Vladimir Terehov, juillet 11

Voyage du Premier ministre chinois en Europe

Du 19 au 23 juin, Li Qiang, Premier ministre du Conseil d’État chinois (c’est-à-dire Premier ministre du pays), qui n’a pris ses fonctions qu’en mars de cette année, a effectué son premier voyage à l’étranger. L’objet de sa première tournée à l’étranger est le continent européen. Plus précisément, les deux principaux pays de l’Union européenne, l’Allemagne et la France, ainsi que les principaux dirigeants de l’UE. Le fait même de cet événement, ainsi que plusieurs autres de même nature qui se sont produits ces derniers mois, permet de faire quelques remarques sur la politique étrangère de la Chine.

Sa forme actuelle a évolué au cours des dernières années et a été confirmée comme une question de principe et de politique lors du XXe congrès du PCC à l’automne dernier, et comme une question « d’économie appliquée » lors de la session parlementaire six mois plus tard (lesdites « Deux sessions »). Li Qiang a été désigné pour mettre en œuvre cette dernière.

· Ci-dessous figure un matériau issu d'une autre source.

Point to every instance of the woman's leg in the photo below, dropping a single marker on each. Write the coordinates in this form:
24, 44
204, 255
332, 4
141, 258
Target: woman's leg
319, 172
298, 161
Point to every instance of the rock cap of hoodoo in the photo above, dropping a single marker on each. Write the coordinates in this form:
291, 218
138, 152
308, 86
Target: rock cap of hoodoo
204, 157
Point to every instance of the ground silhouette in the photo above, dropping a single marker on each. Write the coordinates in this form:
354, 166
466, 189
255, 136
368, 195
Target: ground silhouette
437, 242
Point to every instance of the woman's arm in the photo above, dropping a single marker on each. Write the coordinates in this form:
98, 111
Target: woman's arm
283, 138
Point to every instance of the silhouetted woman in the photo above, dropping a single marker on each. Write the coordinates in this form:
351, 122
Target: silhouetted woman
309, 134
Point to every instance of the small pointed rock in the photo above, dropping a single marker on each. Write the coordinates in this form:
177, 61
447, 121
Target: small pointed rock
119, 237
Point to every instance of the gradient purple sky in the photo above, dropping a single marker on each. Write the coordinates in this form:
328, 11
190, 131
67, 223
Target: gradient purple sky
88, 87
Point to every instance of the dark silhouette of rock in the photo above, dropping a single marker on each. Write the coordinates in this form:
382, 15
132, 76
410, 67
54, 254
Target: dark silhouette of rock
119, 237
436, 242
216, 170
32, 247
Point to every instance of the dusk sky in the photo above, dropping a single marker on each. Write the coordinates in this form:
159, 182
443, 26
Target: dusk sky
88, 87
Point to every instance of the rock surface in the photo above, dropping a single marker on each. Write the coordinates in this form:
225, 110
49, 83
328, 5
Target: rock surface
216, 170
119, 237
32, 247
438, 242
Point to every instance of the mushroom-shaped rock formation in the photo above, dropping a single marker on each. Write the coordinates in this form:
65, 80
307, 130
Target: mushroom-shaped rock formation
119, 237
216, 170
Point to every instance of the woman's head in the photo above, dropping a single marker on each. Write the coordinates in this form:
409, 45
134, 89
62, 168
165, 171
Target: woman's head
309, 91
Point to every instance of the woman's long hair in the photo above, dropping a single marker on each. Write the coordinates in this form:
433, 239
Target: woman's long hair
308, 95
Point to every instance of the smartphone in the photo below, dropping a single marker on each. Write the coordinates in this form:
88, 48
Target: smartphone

Le mot le plus important par lequel les dirigeants du pays définissent cette politique est peut-être celui d’ « ouverture ». Pour une coopération pleine et entière avec tous les participants, sans exception (insistons sur ce point), à la phase actuelle du « Grand jeu mondial ». A commencer par les plus importants.

Mais avec chacun de ces derniers, le processus de mise en œuvre d’une stratégie d’« ouverture » est très différent. Ce qui est presque entièrement déterminé par la nature des contre-stratégies des partenaires. L’échec des récentes tentatives pour sortir de l’état de « corps-à-corps » dans le système des relations entre les deux principales puissances mondiales, qui sont la Chine et les États-Unis, est principalement dû à l’agitation politique intérieure de ces derniers. La remarque bizarre du président américain a en effet réduit à néant tout le positif que son propre chef de la politique étrangère semblait avoir obtenu à Pékin.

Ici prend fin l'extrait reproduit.